Ochrona własnych rynków
Jeden z największych sprzedawców mąki pszennej na świecie – Kazachstan – zabronił jej eksportu. Ograniczenia dotknęły też rynek gryki, cebuli, marchewki i ziemniaków. Z kolei Wietnam – trzeci największy światowy producent ryżu – zawiesił jego eksport poprzez zakaz podpisywania nowych międzynarodowych umów handlowych
– Protekcjonizm gospodarczy to instrument wykorzystywany przez kraje w celu ochrony własnego rynku gospodarczego. Tego rodzaju zakazy eksportu produktów, wprowadzanie limitów, dodatkowych taryf lub innych barier ma niebagatelny wpływ na ograniczenie lub wręcz zatrzymanie międzynarodowej wymiany handlowej – wyjaśnia Magdalena Szlezyngier.
Przeciwdziałanie – skomplikowane, ale nie niemożliwe
Powyższe zagrożenia spotkały się z propozycją szeregu rozwiązań mających złagodzić niedogodności, w których znalazła się branża spożywcza.

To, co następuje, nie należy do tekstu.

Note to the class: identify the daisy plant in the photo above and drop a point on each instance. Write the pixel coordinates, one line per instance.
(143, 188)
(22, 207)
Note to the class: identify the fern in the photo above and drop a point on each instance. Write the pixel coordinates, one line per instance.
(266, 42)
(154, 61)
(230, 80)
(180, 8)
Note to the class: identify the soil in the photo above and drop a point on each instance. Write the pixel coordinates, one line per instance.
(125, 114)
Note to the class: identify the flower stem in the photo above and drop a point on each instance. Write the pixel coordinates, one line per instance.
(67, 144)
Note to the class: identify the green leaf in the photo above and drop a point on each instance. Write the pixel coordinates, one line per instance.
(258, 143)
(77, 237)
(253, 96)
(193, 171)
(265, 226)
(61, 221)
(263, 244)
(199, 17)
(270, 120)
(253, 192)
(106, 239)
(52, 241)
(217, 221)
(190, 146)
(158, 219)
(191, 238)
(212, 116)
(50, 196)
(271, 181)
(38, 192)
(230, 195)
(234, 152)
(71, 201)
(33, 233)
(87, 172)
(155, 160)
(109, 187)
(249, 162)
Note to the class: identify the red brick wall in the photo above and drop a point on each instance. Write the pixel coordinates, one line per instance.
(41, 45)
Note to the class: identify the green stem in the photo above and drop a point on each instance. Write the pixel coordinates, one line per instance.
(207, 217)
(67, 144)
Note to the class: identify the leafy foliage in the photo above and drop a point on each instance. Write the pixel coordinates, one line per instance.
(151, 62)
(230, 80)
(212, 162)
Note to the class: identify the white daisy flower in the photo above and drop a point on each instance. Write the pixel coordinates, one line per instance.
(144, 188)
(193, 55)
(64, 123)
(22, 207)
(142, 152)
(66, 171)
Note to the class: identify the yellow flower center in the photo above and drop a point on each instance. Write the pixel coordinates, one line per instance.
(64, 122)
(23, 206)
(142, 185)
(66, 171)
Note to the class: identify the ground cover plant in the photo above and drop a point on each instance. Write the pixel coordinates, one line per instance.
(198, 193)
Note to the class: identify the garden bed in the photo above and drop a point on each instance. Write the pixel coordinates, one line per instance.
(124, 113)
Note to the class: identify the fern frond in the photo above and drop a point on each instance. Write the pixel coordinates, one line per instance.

Pomimo przywrócenia kontroli na granicach wewnątrzunijnych, Komisja Europejska rozważa wprowadzenie tzw. green lines, aby transporty ze świeżą żywnością nie czekały dłużej niż 15 minut na przejściach granicznych 27 krajów UE.
Rozwiązaniem problemów wynikających z niedostatku migrujących pracowników sezonowych może być zastąpienie ich osobami bezrobotnymi, które w związku z kryzysem dotykającym całej gospodarki światowej straciły zatrudnienie w innych sektorach.
– Poszczególne kraje prowadzą też indywidualne dwustronne uzgodnienia w zakresie ułatwień dotyczących transportu pracowników sezonowych np. lotami czarterowymi – mówi Magdalena Szlezyngier.
Sama Hiszpania w najbliższych tygodniach potrzebuje ok. 16 tys. ludzi do zbioru truskawek. Do tej pory pracę tę wykonywali emigranci marokańscy, którzy jednak aktualnie do pracy przyjechać nie mogą.